The eSafety Commission has abandoned its Federal Court case to remove videos of the Wakeley terrorist stabbing on Elon Musk’s social media platform X and will now test the validity of its powers through the Administrative Appeals Tribunal.
X, formerly known as Twitter, claimed a major victory last month after Federal Court Justice Geoffrey Kennett lifted a temporary order to hide videos of the stabbing across its global audience, which the social media giant never complied with.
Following the April stabbing of Bishop Mar Mari Emmanuel in a western Sydney church, eSafety Commissioner Julie Inman Grant invoked the Online Safety Act, passed by the Coalition in 2021, to demand the removal of “class 1 material”.
The legal fight sparked a brawl over freedom of speech and online harm, fuelled by Mr Musk’s claims of censorship and debate over unfettered powers of social media giants to allow publication of violent and extremist content.
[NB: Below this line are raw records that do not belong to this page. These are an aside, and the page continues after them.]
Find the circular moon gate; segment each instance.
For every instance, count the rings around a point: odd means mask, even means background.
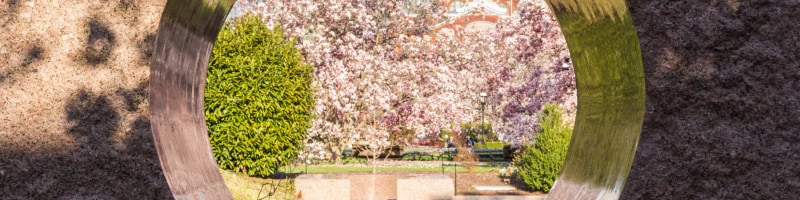
[[[232,199],[211,152],[203,112],[212,45],[235,0],[169,0],[150,69],[156,150],[177,199]],[[548,0],[566,37],[578,111],[548,199],[618,198],[644,118],[641,50],[624,0]]]

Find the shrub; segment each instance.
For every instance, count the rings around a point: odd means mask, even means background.
[[[540,129],[533,145],[528,145],[514,165],[517,175],[533,190],[550,192],[558,177],[567,147],[572,136],[572,127],[562,119],[558,105],[548,104],[539,115]]]
[[[208,69],[206,124],[220,168],[269,176],[303,149],[312,67],[257,16],[223,27]]]

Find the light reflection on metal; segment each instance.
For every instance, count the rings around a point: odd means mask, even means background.
[[[208,59],[235,0],[169,0],[150,68],[150,119],[176,199],[233,199],[211,153],[203,114]]]
[[[617,199],[642,128],[645,84],[624,0],[547,0],[567,40],[578,85],[570,148],[548,199]]]
[[[212,45],[235,0],[169,0],[150,77],[153,138],[177,199],[232,199],[208,141],[203,89]],[[548,199],[615,199],[644,117],[644,72],[624,0],[547,0],[567,39],[578,112]],[[457,171],[457,170],[455,170]]]

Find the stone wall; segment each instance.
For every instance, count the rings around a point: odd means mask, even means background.
[[[647,109],[623,199],[800,199],[800,1],[629,1]]]
[[[2,198],[170,198],[147,110],[164,2],[0,1]],[[800,1],[629,4],[647,113],[623,199],[800,199]]]

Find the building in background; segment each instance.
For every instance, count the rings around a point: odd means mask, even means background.
[[[501,17],[517,12],[519,0],[444,0],[448,20],[434,28],[435,32],[493,30]]]

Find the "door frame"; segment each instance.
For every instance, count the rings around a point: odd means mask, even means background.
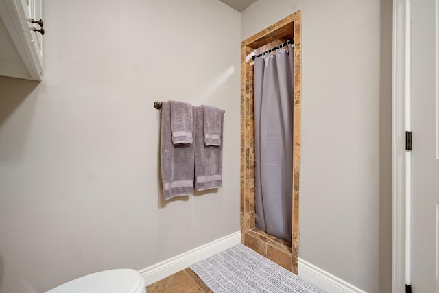
[[[392,292],[405,292],[411,283],[410,213],[407,202],[406,170],[410,163],[406,157],[406,113],[410,110],[406,101],[410,93],[410,0],[393,0],[392,82]],[[407,106],[408,105],[408,106]],[[408,226],[407,226],[407,224]],[[408,252],[408,253],[407,253]]]

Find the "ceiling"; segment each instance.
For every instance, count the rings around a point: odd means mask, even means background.
[[[220,0],[235,10],[242,12],[246,8],[253,4],[257,0]]]

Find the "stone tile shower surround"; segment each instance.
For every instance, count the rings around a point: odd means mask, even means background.
[[[301,12],[297,11],[241,43],[241,239],[278,265],[297,274],[299,236],[299,175],[301,139]],[[292,243],[255,228],[253,62],[259,54],[294,39],[293,216]],[[290,52],[291,54],[291,52]]]

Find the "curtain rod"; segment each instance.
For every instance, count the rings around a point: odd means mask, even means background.
[[[285,46],[286,46],[286,45],[288,45],[288,44],[294,44],[294,38],[292,38],[291,40],[287,40],[285,43],[284,43],[283,44],[278,45],[277,46],[274,47],[274,48],[272,48],[272,49],[270,49],[270,50],[268,50],[268,51],[265,51],[265,52],[262,52],[262,53],[261,53],[260,54],[258,54],[258,55],[253,55],[253,56],[252,56],[252,60],[253,61],[254,61],[254,59],[255,59],[257,57],[261,57],[261,56],[263,56],[263,54],[265,54],[265,53],[271,53],[271,52],[272,52],[273,51],[276,50],[276,49],[281,49],[281,47],[285,47]]]

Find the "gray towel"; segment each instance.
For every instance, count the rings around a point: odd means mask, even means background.
[[[221,145],[206,145],[203,139],[203,108],[196,110],[195,136],[195,188],[206,190],[222,186],[222,143]],[[223,112],[224,113],[224,112]],[[222,133],[224,115],[221,116],[220,130]],[[222,135],[220,135],[222,139]]]
[[[193,126],[195,132],[195,124]],[[160,162],[163,196],[167,200],[193,194],[195,144],[174,145],[171,136],[170,105],[168,102],[162,102]]]
[[[204,114],[204,134],[206,145],[221,145],[222,121],[224,111],[211,106],[202,105]]]
[[[183,102],[169,101],[172,143],[192,143],[192,105]]]

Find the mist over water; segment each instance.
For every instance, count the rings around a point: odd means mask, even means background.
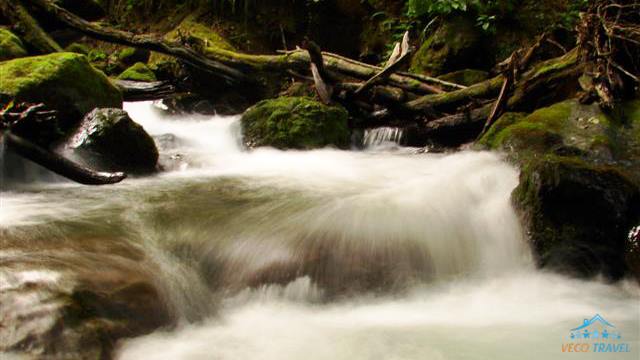
[[[9,244],[90,234],[157,265],[182,321],[123,342],[121,359],[561,359],[569,330],[596,313],[632,352],[579,356],[638,357],[638,286],[535,270],[510,204],[518,172],[496,154],[369,151],[377,140],[248,151],[238,117],[126,110],[165,172],[30,184],[0,206]]]

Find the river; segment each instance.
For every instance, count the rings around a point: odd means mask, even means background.
[[[179,324],[122,342],[119,359],[563,359],[596,314],[630,352],[574,356],[640,356],[638,285],[537,270],[510,203],[518,172],[498,154],[380,133],[364,150],[247,151],[238,117],[125,109],[166,171],[83,187],[36,169],[0,193],[3,237],[90,234],[152,259]]]

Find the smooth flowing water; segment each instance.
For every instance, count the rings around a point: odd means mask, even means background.
[[[518,173],[496,154],[245,151],[237,117],[126,109],[165,172],[0,196],[0,231],[23,246],[114,239],[152,259],[182,321],[120,359],[638,359],[638,286],[536,270],[509,200]],[[562,352],[595,314],[631,352]]]

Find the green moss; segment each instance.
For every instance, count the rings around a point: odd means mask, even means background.
[[[439,75],[447,71],[476,67],[484,63],[480,47],[480,33],[466,17],[447,19],[420,46],[411,61],[411,71]]]
[[[7,29],[0,28],[0,61],[27,56],[19,37]]]
[[[99,49],[91,49],[89,51],[89,53],[87,54],[87,57],[89,58],[89,61],[94,62],[94,61],[106,61],[108,58],[108,55],[106,52],[99,50]]]
[[[235,50],[234,47],[212,28],[196,21],[195,16],[184,19],[178,27],[169,32],[165,39],[171,41],[187,40],[192,45],[201,46],[202,49],[208,47]]]
[[[242,116],[245,140],[250,146],[313,149],[349,145],[348,113],[305,97],[264,100]]]
[[[123,71],[118,76],[120,80],[133,80],[133,81],[156,81],[156,76],[153,71],[149,70],[147,65],[143,63],[135,63],[133,66]]]
[[[69,46],[67,46],[64,49],[64,51],[73,52],[73,53],[82,54],[82,55],[89,55],[89,53],[91,52],[91,49],[89,49],[89,47],[85,44],[72,43]]]
[[[122,96],[84,55],[53,53],[0,63],[0,93],[16,101],[43,102],[62,117],[95,107],[121,107]]]
[[[540,77],[542,75],[545,75],[553,71],[563,70],[567,67],[574,65],[577,61],[578,61],[578,50],[574,49],[568,52],[566,55],[564,55],[560,59],[552,59],[552,60],[547,60],[545,62],[542,62],[540,65],[538,65],[534,69],[535,77]]]
[[[482,70],[464,69],[444,74],[438,78],[455,84],[471,86],[487,80],[489,73]]]

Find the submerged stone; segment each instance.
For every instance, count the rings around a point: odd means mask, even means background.
[[[150,173],[158,161],[153,138],[120,109],[95,109],[87,114],[66,147],[103,171]]]
[[[640,221],[640,101],[611,113],[567,100],[503,115],[480,140],[521,167],[513,200],[542,266],[620,278],[638,266],[629,230]]]
[[[84,55],[53,53],[0,63],[0,102],[44,103],[58,111],[60,133],[34,139],[32,128],[15,129],[31,140],[49,143],[96,107],[122,106],[120,91]],[[42,140],[42,141],[39,141]]]
[[[242,129],[250,147],[314,149],[349,145],[348,113],[306,97],[264,100],[242,116]]]
[[[138,62],[123,71],[122,74],[118,75],[118,79],[150,82],[156,81],[156,76],[153,71],[147,67],[147,65]]]

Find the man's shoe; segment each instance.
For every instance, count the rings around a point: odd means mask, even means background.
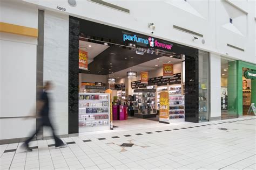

In his decision to deny the eSafety Commissioner’s application to extend an interlocutory injunction on footage posted by X, Justice Kennett said a global ban was not a “reasonable” step under Australian law because it would be “ignored or disparaged in other countries”.
Ms Inman Grant on Wednesday said “I have decided to discontinue the proceedings in the Federal Court against X Corp in relation to the matter of extreme violent material depicting the real-life graphic stabbing of a religious leader at Wakeley in Sydney on 15 April 2024”.